In fact, with rampant obesity and all its ensuing medical problems like diabetes, being a little paranoid about what you put in your mouth might be a good thing. If you think twice before you devour that 1,200-calorie brownie sundae, you’ll save yourself from getting fat and sick.
Beyond the media hysteria, we don’t have a lot of studies to shed light on orthorexia. One in the journal Eating and Weight Disorders concluded that almost seven percent of the 404 subjects studied exhibited orthorexic behavior. Interestingly, the study found men displayed symptoms more than women, as did people with a lower level of education. These people labeled foods as “dangerous,” “artificial,” or “healthy” according to their contents.
Again, unless you take these terms to extremes, I don’t see the problem. That bag of high fructose corn syrup- and trans-fat loaded chocolate chip cookies, for instance, can contribute to diabetes as well as stall fat loss and fast metabolism. From that perspective, unhealthy food can be dangerous and obsessing over choosing nutrient-rich food can be a healthy obsession.
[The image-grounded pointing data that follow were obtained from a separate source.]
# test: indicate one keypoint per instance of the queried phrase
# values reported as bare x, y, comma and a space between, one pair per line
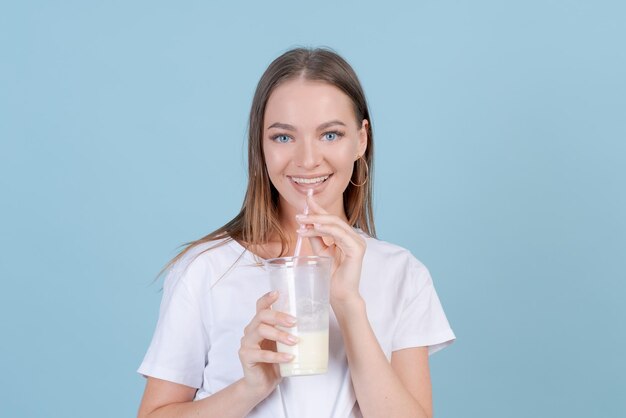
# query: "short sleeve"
422, 319
179, 347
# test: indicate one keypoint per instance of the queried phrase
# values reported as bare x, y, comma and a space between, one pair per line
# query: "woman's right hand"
257, 353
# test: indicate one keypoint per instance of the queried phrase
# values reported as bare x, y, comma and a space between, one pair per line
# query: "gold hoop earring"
366, 173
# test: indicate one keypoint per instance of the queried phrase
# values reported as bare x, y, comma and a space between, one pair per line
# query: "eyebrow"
288, 127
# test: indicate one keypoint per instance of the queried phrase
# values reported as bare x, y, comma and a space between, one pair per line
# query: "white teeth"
309, 181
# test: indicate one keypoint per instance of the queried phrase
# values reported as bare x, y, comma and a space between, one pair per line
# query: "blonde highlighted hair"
258, 219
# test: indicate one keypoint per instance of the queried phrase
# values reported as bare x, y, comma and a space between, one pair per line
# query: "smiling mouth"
310, 181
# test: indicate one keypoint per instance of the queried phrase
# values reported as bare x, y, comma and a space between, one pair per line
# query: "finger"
255, 336
269, 332
314, 206
266, 316
251, 356
350, 243
265, 301
314, 219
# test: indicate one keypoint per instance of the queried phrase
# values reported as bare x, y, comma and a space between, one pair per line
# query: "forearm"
378, 389
234, 401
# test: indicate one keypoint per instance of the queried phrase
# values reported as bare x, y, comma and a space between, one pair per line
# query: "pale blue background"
500, 134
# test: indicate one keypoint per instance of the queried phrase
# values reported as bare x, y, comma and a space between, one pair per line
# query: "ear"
363, 137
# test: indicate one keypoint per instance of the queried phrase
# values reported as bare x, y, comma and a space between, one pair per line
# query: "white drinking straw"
296, 253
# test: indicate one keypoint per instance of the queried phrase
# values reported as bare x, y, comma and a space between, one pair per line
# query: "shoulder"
201, 263
379, 251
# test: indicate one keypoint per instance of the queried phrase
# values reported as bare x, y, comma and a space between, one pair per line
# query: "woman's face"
310, 140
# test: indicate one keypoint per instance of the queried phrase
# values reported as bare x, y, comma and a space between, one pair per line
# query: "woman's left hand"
347, 249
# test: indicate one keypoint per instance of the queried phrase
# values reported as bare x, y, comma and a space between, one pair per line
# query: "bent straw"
296, 253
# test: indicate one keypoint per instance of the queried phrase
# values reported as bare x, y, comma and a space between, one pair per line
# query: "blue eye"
332, 136
283, 139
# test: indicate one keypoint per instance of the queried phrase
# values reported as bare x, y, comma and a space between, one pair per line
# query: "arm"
260, 368
167, 399
383, 389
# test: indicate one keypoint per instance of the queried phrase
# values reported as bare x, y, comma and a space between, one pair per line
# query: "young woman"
213, 353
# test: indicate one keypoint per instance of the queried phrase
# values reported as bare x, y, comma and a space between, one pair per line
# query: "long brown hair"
258, 219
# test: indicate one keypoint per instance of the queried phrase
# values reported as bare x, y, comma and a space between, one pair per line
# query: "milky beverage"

At the same time, I’m not embracing the “everything in moderation” nonsense. “Once you start eliminating food groups and large categories of food,” says registered dietitian Katherine Brooking, “you run the risk of losing out on essential vitamins and minerals.”
She’s referring, of course, to orthorexics skipping out on, say, whole grain goodness or dairy products. I agree with her if you’re on a bastardized version of the Atkins diet and your entire source of sustenance comes from the animal kingdom.
On the other hand, if you dump gluten, you’re not missing much except for potential food intolerances. Organic green veggies come loaded with nutrients. Eat as many of these as you want. But pass on the low-nutrient soy, gluten, and dairy.
With increasing obesity rates and an ever-widening array of processed, sugary food, orthorexia isn’t the problem. Our health and our waistlines could benefit from becoming a little more neurotic about what we put in our mouths.